Lightbulb Probability Density Function Problem

[oglemetender]

I have been trying to solve a problem about the probability that 3 lightbulbs will last for 1500 hours of operation if the probability density function of a lightbulb is f(x) = 6[.25-(x-1.5)^2] when 1 <= x <= 2 and f(x) = 0 otherwise. x is measured in multiples of 1,000 hours. I tried doing [the integral from 1 to 1.5 of f(x)] CUBED, but I got an answer greater than 1. Does anyone know what I am doing wrong?

 

[tkhunny]

Always keep track of yourself.

\(\displaystyle \int_{1}^{2}6\cdot\left[\frac{1}{4}-\left(x-\frac{3}{2}\right)^{2}\right]\;dx\;=\;1\)

This is a proper pdf

When you apply the exponent, 3, you get...

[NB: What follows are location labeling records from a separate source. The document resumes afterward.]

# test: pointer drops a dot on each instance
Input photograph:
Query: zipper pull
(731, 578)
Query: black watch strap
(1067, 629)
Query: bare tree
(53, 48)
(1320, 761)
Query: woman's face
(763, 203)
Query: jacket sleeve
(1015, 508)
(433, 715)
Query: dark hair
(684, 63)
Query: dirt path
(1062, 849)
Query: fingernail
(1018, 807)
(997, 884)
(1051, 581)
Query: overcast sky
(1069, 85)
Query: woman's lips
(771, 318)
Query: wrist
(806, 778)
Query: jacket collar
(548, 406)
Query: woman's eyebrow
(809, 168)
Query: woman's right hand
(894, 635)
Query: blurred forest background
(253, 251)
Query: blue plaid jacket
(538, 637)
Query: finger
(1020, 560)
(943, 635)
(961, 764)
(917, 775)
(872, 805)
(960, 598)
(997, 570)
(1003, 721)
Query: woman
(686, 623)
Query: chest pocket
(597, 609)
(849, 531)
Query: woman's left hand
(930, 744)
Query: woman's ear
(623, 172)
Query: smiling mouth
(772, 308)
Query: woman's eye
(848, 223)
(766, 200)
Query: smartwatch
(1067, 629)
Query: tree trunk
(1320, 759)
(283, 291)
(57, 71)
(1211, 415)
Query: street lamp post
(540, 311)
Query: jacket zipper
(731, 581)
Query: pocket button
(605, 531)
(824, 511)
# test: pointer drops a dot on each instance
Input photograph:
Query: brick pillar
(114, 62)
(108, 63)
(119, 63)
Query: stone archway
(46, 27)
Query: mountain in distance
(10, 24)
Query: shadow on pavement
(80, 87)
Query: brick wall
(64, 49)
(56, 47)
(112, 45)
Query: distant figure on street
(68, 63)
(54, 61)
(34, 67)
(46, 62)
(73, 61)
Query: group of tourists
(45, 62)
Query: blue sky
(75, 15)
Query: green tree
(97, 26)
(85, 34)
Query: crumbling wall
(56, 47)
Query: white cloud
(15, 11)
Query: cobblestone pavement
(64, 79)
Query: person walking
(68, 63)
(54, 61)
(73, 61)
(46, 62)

\(\displaystyle \int_{1}^{2}\left{6\cdot\left[\frac{1}{4}-\left(x-\frac{3}{2}\right)^{2}\right]\right}^{3}\;dx\;=\;\frac{54}{35}\;>\;1\)

Clearly, this is no good.

Try this:

\(\displaystyle \int_{1.5}^{2}6\cdot\left[\frac{1}{4}-\left(x-\frac{3}{2}\right)^{2}\right]\;dx\;=\;\frac{1}{2}\)

After that, it's a Binomial problem with p = 1/2 and n = 3. Let's see what you get.